Hazen, who is first and foremost a sculptor, designed the set with AUC art students Eliasib and Elib Apodaca. The set was then heat gunned and spray painted to make it durable enough to withstand the elements. The set will maintain its integrity for several years, allowing for many future performances.

Hazen said the set took about 2,000 hours of work to build and has cost about $14,000.

"The entire production costs about $100,000," he said. "It is all funded by donors."

The performance will be held outside the Seventh-day Adventist Church in Takoma Park, Md., directly adjacent to Washington D.C. It will be directed by AUC's Maestro Francisco de Araujo and will feature 50 actors, many of whom are AUC students.

"Natalie and I play angels," Kirkland said. "This was all the maestro's idea and we're all going down there to help out."

The performance will run Dec. 15 through 24. It is open to the public and is expected to entertain fellow Seventh-day Adventists, people of other faiths and D.C. power brokers.

Kirkland said building the set was an example of the hands on, professional work experience that Hazen and his wife have emphasized since launching a revitalized art department at AUC this year.
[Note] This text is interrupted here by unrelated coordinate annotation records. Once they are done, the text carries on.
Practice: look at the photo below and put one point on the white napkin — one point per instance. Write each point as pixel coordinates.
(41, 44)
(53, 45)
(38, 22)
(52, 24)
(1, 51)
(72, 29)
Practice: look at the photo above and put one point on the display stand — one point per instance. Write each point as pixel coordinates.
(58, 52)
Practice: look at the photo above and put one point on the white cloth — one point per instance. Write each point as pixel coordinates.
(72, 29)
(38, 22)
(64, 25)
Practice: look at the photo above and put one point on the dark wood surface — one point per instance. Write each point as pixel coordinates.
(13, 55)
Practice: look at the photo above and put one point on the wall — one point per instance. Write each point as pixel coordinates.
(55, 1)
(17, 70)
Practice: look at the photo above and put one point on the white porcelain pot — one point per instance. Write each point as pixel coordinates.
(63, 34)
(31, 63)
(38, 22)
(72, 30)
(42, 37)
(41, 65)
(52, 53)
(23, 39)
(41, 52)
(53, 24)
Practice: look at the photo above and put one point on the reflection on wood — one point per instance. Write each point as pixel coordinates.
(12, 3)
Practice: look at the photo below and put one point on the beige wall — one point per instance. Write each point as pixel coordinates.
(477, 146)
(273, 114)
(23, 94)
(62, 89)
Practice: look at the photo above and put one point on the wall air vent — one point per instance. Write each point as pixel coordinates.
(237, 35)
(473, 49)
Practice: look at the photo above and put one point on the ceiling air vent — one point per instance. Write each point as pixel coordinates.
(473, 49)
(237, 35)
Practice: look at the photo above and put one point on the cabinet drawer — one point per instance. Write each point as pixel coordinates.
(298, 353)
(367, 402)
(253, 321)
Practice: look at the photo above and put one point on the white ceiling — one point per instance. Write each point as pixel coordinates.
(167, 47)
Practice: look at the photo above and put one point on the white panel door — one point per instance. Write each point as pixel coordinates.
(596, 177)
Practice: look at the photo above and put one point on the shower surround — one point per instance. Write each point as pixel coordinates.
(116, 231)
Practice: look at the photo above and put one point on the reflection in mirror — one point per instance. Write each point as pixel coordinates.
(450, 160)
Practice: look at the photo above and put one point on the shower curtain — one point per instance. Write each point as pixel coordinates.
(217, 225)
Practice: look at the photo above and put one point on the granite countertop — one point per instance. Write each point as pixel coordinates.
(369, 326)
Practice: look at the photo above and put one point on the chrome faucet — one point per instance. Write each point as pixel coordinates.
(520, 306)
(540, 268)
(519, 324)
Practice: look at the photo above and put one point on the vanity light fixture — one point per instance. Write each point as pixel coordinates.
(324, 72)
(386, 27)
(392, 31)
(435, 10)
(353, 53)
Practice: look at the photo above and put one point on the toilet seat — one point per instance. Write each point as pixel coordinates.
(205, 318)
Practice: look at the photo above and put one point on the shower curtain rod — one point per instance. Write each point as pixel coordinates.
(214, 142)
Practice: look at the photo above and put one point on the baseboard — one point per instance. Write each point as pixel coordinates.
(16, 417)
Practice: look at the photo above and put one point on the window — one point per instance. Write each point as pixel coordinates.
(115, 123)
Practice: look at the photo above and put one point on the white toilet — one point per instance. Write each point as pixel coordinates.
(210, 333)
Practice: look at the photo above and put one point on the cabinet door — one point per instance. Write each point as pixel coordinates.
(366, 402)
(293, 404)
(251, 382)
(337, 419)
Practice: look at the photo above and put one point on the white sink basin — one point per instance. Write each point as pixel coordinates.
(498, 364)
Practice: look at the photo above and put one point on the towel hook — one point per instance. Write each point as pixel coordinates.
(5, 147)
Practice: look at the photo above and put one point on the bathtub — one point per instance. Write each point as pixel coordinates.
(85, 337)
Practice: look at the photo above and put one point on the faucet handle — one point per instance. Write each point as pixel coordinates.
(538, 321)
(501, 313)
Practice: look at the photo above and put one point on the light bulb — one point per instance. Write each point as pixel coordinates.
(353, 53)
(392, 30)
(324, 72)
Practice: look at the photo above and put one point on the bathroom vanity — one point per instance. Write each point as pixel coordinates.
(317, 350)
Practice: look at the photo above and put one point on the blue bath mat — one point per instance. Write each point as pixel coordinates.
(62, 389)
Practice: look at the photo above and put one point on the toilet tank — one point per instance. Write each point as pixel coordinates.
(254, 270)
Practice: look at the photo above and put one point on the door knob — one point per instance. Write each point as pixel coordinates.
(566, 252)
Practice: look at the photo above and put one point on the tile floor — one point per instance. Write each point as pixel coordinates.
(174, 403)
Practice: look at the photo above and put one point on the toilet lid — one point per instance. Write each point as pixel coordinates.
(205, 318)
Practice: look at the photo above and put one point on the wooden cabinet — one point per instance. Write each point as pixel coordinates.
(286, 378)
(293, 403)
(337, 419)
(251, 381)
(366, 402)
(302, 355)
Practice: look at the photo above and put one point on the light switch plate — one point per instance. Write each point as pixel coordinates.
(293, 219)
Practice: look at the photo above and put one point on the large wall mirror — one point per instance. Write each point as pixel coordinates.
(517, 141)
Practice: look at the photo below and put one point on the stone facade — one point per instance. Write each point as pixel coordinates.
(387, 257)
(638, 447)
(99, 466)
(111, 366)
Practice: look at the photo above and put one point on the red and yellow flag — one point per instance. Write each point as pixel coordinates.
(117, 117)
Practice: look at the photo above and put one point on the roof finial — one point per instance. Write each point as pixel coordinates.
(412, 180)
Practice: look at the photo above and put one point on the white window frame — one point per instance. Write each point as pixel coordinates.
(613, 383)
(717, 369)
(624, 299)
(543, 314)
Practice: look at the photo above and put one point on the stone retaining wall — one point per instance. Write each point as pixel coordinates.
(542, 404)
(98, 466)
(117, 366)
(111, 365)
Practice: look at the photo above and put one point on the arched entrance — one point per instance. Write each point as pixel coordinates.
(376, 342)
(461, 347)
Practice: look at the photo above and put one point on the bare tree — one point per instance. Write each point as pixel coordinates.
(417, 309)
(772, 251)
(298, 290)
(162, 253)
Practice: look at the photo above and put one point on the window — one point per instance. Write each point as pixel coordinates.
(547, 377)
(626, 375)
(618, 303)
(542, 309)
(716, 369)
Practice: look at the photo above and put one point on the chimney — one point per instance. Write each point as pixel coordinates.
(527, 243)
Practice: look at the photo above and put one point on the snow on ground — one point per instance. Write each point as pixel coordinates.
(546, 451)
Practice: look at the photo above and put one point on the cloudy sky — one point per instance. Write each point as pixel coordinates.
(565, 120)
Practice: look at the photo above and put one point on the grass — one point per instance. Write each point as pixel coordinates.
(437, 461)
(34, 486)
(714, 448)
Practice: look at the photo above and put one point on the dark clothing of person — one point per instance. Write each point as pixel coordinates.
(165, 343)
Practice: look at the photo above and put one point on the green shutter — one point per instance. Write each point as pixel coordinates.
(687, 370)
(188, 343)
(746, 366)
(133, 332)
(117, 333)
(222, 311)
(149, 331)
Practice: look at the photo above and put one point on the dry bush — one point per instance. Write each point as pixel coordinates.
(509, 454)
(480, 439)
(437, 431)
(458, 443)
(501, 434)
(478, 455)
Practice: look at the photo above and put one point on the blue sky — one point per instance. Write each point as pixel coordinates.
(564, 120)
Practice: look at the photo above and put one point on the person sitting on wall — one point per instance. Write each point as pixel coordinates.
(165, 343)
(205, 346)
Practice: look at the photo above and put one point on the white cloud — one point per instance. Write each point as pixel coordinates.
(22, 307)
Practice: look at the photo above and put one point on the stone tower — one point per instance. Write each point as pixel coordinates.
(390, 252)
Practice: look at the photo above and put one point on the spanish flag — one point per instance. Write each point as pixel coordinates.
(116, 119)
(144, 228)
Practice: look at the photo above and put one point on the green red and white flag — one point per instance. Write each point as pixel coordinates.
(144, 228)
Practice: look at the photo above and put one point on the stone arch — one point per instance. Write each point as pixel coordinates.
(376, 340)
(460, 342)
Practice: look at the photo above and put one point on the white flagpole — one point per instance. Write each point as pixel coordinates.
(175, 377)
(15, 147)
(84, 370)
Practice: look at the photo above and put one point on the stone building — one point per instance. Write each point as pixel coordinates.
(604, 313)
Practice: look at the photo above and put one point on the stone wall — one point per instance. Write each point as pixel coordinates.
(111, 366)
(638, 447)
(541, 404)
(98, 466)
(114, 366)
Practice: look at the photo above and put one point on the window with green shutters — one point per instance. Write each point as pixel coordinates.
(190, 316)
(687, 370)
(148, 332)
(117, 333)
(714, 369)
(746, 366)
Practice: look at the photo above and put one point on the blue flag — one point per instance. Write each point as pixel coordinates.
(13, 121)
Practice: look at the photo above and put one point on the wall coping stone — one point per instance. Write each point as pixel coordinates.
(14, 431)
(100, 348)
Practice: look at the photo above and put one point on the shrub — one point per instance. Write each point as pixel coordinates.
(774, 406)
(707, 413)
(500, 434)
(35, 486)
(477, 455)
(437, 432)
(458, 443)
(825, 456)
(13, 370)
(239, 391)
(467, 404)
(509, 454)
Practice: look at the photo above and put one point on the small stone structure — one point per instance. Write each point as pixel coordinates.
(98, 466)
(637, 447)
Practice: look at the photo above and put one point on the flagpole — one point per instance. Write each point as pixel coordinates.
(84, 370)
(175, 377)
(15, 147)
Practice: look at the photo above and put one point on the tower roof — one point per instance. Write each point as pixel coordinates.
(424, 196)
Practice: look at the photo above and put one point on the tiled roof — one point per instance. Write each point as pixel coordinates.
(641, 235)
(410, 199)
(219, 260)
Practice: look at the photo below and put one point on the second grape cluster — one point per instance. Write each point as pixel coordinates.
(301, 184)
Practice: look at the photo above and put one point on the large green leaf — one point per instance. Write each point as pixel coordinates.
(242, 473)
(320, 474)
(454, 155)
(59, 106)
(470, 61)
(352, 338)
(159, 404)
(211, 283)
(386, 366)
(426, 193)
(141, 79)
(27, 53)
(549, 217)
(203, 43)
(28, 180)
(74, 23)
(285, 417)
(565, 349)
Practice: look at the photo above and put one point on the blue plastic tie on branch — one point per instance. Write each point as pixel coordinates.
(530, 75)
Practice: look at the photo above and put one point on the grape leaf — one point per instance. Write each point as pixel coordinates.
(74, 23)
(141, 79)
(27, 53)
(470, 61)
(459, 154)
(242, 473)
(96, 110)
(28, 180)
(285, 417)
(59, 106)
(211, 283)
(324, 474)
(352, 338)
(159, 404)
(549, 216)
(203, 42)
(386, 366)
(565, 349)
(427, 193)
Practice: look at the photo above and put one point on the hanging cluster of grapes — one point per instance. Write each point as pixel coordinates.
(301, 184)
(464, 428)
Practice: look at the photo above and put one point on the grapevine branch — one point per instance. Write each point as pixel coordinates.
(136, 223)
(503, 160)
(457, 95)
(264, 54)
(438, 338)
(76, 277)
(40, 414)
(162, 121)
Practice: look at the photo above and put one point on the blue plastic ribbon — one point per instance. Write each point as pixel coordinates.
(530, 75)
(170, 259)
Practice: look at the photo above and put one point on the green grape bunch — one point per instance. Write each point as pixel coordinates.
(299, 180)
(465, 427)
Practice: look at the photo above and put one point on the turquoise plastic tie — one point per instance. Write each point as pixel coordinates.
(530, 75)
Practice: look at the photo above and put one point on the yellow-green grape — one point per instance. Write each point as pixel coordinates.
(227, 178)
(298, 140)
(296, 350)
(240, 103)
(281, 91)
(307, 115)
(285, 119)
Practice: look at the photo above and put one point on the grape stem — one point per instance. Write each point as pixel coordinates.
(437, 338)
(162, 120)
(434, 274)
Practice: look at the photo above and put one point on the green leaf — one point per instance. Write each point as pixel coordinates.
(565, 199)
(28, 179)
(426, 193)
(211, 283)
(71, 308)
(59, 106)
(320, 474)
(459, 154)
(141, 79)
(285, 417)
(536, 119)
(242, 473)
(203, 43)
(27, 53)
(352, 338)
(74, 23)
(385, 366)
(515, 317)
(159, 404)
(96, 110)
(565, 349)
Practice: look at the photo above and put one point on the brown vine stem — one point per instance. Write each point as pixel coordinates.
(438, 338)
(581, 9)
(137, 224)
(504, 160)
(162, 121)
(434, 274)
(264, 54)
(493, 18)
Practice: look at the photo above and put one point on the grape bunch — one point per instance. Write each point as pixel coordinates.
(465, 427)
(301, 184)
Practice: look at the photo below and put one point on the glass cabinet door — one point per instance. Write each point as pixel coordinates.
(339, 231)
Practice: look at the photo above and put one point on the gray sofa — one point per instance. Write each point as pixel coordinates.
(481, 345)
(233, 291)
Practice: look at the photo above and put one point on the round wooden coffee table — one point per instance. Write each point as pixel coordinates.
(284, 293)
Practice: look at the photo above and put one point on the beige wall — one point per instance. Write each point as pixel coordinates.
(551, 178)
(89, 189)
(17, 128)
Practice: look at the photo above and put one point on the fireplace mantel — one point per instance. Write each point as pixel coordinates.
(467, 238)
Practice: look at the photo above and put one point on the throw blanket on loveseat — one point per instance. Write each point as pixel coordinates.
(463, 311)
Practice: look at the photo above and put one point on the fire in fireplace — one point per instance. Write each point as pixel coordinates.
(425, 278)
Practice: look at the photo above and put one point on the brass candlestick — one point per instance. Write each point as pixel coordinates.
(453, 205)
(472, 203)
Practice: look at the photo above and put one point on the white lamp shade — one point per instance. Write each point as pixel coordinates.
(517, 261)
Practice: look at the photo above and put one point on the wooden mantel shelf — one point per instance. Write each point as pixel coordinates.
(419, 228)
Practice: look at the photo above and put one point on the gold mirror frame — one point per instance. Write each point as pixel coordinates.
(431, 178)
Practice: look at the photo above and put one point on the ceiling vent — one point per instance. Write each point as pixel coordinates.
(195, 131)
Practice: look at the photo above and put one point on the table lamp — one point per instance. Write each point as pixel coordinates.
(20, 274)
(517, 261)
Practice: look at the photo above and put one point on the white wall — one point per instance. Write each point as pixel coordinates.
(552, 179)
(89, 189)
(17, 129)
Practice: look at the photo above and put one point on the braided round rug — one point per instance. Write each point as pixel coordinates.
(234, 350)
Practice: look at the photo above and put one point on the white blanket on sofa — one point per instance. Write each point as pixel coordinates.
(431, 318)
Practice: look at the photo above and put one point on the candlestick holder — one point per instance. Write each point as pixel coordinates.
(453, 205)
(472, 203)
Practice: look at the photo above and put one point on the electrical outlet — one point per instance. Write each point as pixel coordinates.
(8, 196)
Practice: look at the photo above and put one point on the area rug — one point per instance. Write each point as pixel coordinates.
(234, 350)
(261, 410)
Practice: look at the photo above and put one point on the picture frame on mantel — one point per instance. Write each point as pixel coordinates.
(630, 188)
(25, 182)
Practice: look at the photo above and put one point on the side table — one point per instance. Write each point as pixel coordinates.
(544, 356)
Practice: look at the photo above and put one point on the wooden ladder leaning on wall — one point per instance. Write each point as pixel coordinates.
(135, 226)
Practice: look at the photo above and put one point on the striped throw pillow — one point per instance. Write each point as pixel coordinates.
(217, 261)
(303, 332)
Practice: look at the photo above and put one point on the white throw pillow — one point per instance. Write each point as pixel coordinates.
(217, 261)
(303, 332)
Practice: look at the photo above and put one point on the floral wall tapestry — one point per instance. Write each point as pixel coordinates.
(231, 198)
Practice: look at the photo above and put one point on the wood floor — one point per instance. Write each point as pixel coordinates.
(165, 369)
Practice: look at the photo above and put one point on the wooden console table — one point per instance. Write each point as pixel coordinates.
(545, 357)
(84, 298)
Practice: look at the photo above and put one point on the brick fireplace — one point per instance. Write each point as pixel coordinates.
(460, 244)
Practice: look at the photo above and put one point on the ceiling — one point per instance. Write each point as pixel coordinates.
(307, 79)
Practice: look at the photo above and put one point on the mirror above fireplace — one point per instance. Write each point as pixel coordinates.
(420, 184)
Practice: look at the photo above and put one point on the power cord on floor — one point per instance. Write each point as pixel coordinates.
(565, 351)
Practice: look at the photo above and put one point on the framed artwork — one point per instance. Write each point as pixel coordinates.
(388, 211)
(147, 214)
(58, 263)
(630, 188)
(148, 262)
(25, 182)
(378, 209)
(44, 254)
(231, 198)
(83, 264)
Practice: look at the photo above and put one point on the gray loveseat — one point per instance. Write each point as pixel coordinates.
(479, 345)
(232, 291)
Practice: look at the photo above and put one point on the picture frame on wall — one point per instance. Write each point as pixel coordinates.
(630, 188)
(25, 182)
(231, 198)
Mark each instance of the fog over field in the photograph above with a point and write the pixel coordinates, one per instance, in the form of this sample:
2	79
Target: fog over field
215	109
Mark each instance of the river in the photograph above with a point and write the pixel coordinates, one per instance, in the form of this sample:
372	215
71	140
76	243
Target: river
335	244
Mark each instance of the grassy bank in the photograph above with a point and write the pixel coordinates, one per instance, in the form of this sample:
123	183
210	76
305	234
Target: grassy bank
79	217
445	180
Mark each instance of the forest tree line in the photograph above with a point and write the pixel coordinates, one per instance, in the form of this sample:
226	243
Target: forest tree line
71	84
The couple met and fell in love while attending AUC 30 years ago and this is a way for them to give back to the college.

"I attended Southern Adventist University in Tennessee for two years," Kirkland said. "Wayne and Maria were my professors there. They told me they were coming up here to start a new art program and asked if I'd like to join them. I followed them and I'm getting ready for an exciting winter. In Tennessee, everyone panics when it snows."

Kirkland said New England culture promotes art a great deal more than her home state and she never could have imagined working on a project such as the nativity set back there.

"In the south, art is viewed like, is it necessary? If not, it's just extra," she said. "Art is really important up here."

Kirkland said even the historically important buildings at AUC are testaments to the value that is placed on art and culture.

"It's nice," she said. "In the south, if something is old, we just knock it down. Except Graceland. That is eternal."